The "Extend" stage is the key: it's actually supposed to refer to attempts to introduce "better" / "more advanced", but proprietary and inherently implementation-locked technologies into an implementation (and thus into the platform the implementation implements); where these technologies don't complement, but instead supersede the use of the platform's existing open-standards capabilities, for those using this implementation.
In the "Extinguish" stage, the open-standards capabilities are then deprecated in favor of these proprietary technologies — in theory just for the implementation itself, but in practice ecosystem-wide, due to the implementation's majority user share. As the locked-in nature of the component makes it impractical to offer any other implementations of it, all other implementations "fall behind" due to lacking this component, supporting fewer and fewer greenfield projects, until users give up on them, "Extinguishing" their market-share.
The "Extinguish" stage only makes sense insofar as the technologies introduced in the "Extend" stage have inherent implementation lock-in.

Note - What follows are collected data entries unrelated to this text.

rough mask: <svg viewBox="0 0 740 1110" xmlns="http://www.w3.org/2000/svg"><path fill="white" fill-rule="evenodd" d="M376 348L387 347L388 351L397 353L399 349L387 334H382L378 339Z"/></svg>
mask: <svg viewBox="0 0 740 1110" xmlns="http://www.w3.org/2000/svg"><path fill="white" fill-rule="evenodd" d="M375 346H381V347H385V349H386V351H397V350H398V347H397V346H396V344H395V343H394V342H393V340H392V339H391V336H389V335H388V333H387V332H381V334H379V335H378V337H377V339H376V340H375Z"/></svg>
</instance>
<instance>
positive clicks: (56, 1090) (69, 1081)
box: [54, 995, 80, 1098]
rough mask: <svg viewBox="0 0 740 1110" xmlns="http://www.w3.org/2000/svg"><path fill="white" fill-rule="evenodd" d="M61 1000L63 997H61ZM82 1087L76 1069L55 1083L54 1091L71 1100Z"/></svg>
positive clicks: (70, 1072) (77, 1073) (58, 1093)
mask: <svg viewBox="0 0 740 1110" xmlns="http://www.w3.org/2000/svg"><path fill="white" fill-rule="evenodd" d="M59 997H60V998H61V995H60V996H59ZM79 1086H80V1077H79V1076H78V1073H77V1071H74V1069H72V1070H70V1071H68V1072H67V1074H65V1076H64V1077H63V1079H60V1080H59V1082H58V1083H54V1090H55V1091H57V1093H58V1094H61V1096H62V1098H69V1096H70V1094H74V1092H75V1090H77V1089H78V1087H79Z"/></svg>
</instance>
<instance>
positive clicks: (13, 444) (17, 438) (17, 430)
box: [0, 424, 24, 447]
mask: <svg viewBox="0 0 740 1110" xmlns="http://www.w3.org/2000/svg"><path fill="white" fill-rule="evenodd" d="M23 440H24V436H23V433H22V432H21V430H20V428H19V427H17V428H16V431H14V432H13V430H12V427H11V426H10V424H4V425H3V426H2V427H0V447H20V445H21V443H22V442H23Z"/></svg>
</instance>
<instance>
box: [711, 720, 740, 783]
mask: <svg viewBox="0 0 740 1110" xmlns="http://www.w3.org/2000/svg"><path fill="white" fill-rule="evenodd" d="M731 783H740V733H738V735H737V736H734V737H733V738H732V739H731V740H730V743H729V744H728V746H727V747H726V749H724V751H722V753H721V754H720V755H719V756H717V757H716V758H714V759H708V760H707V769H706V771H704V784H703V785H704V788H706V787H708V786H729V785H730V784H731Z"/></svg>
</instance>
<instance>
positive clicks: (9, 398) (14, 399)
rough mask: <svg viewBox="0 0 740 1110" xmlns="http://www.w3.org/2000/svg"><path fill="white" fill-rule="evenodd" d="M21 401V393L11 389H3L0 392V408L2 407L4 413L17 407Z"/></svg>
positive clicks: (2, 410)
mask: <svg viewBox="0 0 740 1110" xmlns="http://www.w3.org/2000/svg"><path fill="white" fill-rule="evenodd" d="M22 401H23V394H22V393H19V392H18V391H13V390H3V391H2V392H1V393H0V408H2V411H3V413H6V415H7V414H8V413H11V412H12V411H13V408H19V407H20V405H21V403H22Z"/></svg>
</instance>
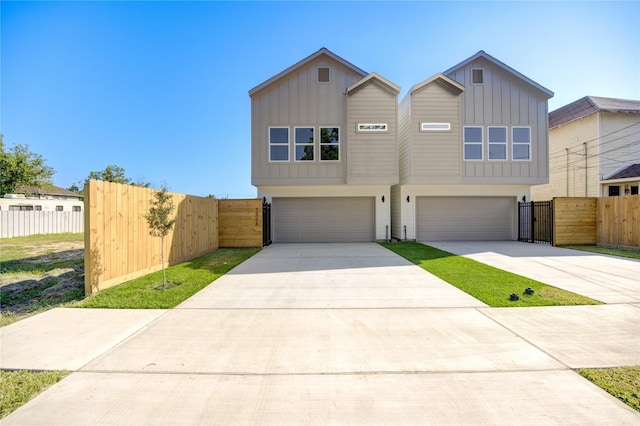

Otherwise, it's just a regular open-standards dueling-RFC-banjos scenario, not EEE.
With Internet Explorer, the "Extend" phase was when Microsoft attempted to get people to write ActiveX components (that could only ever possibly work on Windows, since the ActiveX "platform API" is just "the entire Windows API") instead of writing JS. If doing this had become popular, no website that did it would have worked on any other browser than IE (and so there would have had to be "the ActiveX-enhanced IE version" and "the regular HTML version" of the site. Which was actually a thing for a short while... though only on Microsoft's own web services, AFAIK.)
The closest explanation to a use case architecture I've seen recently was https://mattboegner.com/knowledge-retrieval-architecture-for... - it basically describes doing knowledge retrieval (keyword parsing) from LLM queries, feeding that to a vector db to do similarity search to get a top K similar documents to the parsed keywords, then feeding that list that back into the LLM as potential useful documents it can reference in its response. It's neat but it seems a bit hacky. Is that really the killer app for these things?